12 EVIDENCE DISMISSED:..., by Tom Lange, Pocket Books, $24

In the swirl of media hype, high-paid legal teams, and debates about who used the "N" word and when, the two lead detectives on the O.J. Simpson case say the "mountain of evidence" they gathered to prove Simpson's guilt was ignored. In this carefully constructed book they explain in copious detail all their moves throughout the investigation and the rationale for them. They rebut each of the defense team's allegations of conspiracy or incompetence. By Abraham T. McLaughlin

13. WHAT FALLS AWAY, by Mia Farrow, Doubleday/Nan A. Talese, $25

Two-thirds of this book is an entertaining Hollywood memoir - filled with interesting anecdotes and overblown language. But when Woody Allen enters the pages, it becomes something darker. Most will recall the 1992 scandal where Allen confessed to having an affair with Farrow's adopted daughter and she accused him of sexually abusing another child.

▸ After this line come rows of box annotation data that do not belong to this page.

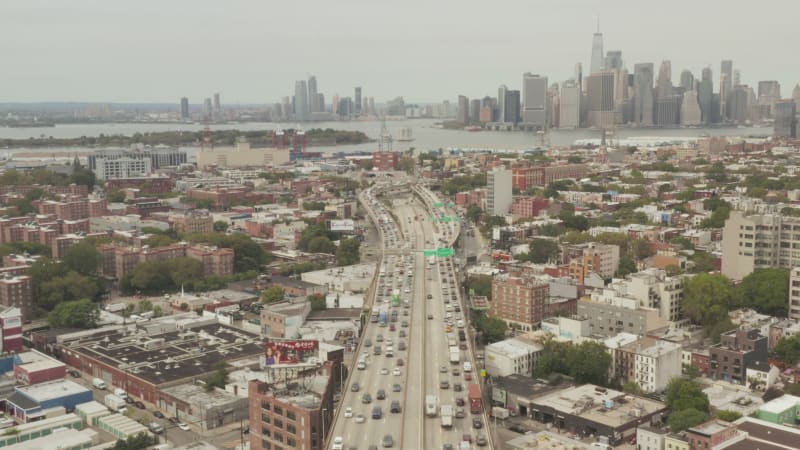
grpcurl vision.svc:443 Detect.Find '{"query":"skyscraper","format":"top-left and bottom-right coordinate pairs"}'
top-left (603, 50), bottom-right (622, 70)
top-left (497, 84), bottom-right (508, 123)
top-left (719, 59), bottom-right (733, 120)
top-left (558, 80), bottom-right (581, 128)
top-left (633, 63), bottom-right (654, 126)
top-left (503, 90), bottom-right (519, 125)
top-left (774, 99), bottom-right (797, 138)
top-left (697, 67), bottom-right (714, 124)
top-left (522, 72), bottom-right (548, 129)
top-left (181, 97), bottom-right (189, 121)
top-left (590, 26), bottom-right (603, 73)
top-left (294, 80), bottom-right (308, 121)
top-left (308, 75), bottom-right (322, 113)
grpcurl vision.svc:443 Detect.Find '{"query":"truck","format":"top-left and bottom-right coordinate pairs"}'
top-left (425, 394), bottom-right (436, 417)
top-left (104, 394), bottom-right (128, 414)
top-left (450, 347), bottom-right (461, 364)
top-left (467, 383), bottom-right (483, 414)
top-left (492, 406), bottom-right (509, 420)
top-left (439, 405), bottom-right (453, 428)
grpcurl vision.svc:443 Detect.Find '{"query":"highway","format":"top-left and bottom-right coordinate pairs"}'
top-left (328, 182), bottom-right (486, 450)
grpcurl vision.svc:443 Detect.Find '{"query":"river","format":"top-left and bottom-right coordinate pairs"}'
top-left (0, 119), bottom-right (772, 153)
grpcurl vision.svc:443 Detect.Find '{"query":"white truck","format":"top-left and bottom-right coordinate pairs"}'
top-left (450, 346), bottom-right (461, 364)
top-left (425, 394), bottom-right (436, 417)
top-left (105, 394), bottom-right (128, 414)
top-left (439, 405), bottom-right (453, 428)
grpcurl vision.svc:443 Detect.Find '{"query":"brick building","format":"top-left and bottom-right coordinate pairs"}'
top-left (489, 274), bottom-right (550, 331)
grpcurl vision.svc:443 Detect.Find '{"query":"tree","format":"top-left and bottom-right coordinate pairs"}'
top-left (617, 256), bottom-right (638, 277)
top-left (336, 238), bottom-right (361, 266)
top-left (736, 269), bottom-right (789, 317)
top-left (683, 273), bottom-right (736, 327)
top-left (669, 408), bottom-right (707, 433)
top-left (61, 242), bottom-right (101, 275)
top-left (261, 286), bottom-right (286, 303)
top-left (308, 236), bottom-right (336, 254)
top-left (47, 299), bottom-right (100, 328)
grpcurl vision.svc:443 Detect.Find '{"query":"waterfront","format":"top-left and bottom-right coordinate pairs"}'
top-left (0, 119), bottom-right (772, 153)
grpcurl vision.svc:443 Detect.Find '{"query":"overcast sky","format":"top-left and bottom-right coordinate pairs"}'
top-left (0, 0), bottom-right (800, 104)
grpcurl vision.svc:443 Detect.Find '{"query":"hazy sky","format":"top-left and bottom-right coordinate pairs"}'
top-left (0, 0), bottom-right (800, 104)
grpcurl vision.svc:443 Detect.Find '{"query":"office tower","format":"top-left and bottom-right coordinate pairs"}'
top-left (727, 85), bottom-right (751, 123)
top-left (655, 95), bottom-right (681, 127)
top-left (181, 97), bottom-right (189, 121)
top-left (603, 50), bottom-right (622, 70)
top-left (456, 95), bottom-right (469, 124)
top-left (681, 91), bottom-right (703, 126)
top-left (203, 98), bottom-right (211, 120)
top-left (497, 84), bottom-right (508, 123)
top-left (469, 98), bottom-right (481, 122)
top-left (758, 80), bottom-right (781, 117)
top-left (503, 90), bottom-right (520, 126)
top-left (774, 99), bottom-right (797, 138)
top-left (486, 168), bottom-right (512, 216)
top-left (697, 67), bottom-right (714, 124)
top-left (558, 80), bottom-right (581, 128)
top-left (294, 80), bottom-right (308, 121)
top-left (633, 63), bottom-right (653, 126)
top-left (522, 72), bottom-right (548, 130)
top-left (586, 72), bottom-right (614, 130)
top-left (719, 59), bottom-right (733, 120)
top-left (590, 26), bottom-right (603, 73)
top-left (656, 60), bottom-right (672, 98)
top-left (214, 92), bottom-right (222, 120)
top-left (681, 70), bottom-right (694, 92)
top-left (308, 75), bottom-right (324, 113)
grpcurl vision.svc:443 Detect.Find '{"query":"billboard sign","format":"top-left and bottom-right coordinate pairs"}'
top-left (264, 340), bottom-right (319, 366)
top-left (331, 219), bottom-right (356, 231)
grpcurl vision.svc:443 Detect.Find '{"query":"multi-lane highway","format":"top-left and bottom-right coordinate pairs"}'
top-left (330, 183), bottom-right (486, 450)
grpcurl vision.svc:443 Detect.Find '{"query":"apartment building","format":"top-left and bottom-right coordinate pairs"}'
top-left (708, 328), bottom-right (768, 385)
top-left (489, 274), bottom-right (550, 331)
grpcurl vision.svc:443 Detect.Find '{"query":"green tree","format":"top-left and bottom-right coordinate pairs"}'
top-left (336, 238), bottom-right (361, 266)
top-left (47, 299), bottom-right (100, 328)
top-left (669, 408), bottom-right (708, 433)
top-left (261, 286), bottom-right (286, 303)
top-left (683, 273), bottom-right (736, 327)
top-left (308, 236), bottom-right (336, 255)
top-left (736, 269), bottom-right (789, 317)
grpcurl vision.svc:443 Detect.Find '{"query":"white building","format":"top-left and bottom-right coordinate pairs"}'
top-left (486, 168), bottom-right (512, 216)
top-left (484, 337), bottom-right (544, 377)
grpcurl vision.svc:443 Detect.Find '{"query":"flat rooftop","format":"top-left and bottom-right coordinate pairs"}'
top-left (532, 384), bottom-right (666, 428)
top-left (65, 323), bottom-right (264, 385)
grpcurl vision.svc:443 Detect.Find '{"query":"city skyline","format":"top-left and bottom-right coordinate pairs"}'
top-left (0, 0), bottom-right (798, 104)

It is not a topic America should find entertaining, although one hopes Farrow found peace through writing about it. By Yvonne Zipp

14. HIS NAME IS RON: OUR SEARCH FOR JUSTICE, by F. Goldman and W. Hoffer, Morrow, $25.95

In this heart-wrenching and very emotional book, the Goldmans tell of their close-knit family and the pain of losing a son. In exhausting detail they chronicle both the criminal and civil trials of O.J. Simpson, blaming the not-guilty verdict on Johnnie Cochran's playing the race card and on what they call Judge Ito's incompetence. But they also tell how they were able to continue life as a family and how they were transformed in to victims' rights advocates. By Abraham T. Mclaughlin

15. MY SERGEI: A LOVE STORY, by Ekaterina Gordeeva, Warner, $18.95

Figure skater Ekaterina Gordeeva's book - named after her late husband and skating partner, Sergei Grinkov, who died suddenly - is a touching and personal account of a relationship that started when the two were paired together at ages 11 and 15 by the Soviet regime. Written with Sports Illustrated's Ed Swift, it offers a behind-the-scenes look at the competitive world of figure skating as well as her struggle to raise her young daughter alone. By Shelley Donald Coolidge

MONITOR'S PICK

SOUTHERN JOURNEY: A RETURN TO THE CIVIL RIGHTS MOVEMENT, By Tom Dent, William Morrow & Co., 381pp., $35

While clinging to its past, the South today is also greatly changed. And never since the end of the Civil War did that change flow faster than during the great struggle for black civil rights in the early 1960s.

In Tom Dent's, "Southern Journey," readers meet Southerners, especially black Southerners, in a series of candid conversations, some heartwarming, some filled with bitterness.

The original civil rights movement sprouted with lunch counter sit-ins and boycotts, then bloomed into the memorable marches that brought down segregation and brought in voting rights for African-Americans.

More than 30 years later, the racial picture in the South is more complex, says Dent. While blacks are still at the bottom of the economic ladder, a huge number of them have never been better off. While schools are no longer officially segregated, in many places so many whites have fled to suburbs or private academies that they might as well be.

To collect impressions of what has changed, and what hasn't since the 1960s, Dent traveled the back roads of a half-dozen Southern states for nearly a year, talking with 140 Southerners, black and white. Whatever their current troubles, many of Dent's interviewees still have an overriding feeling that something irreversible has happened.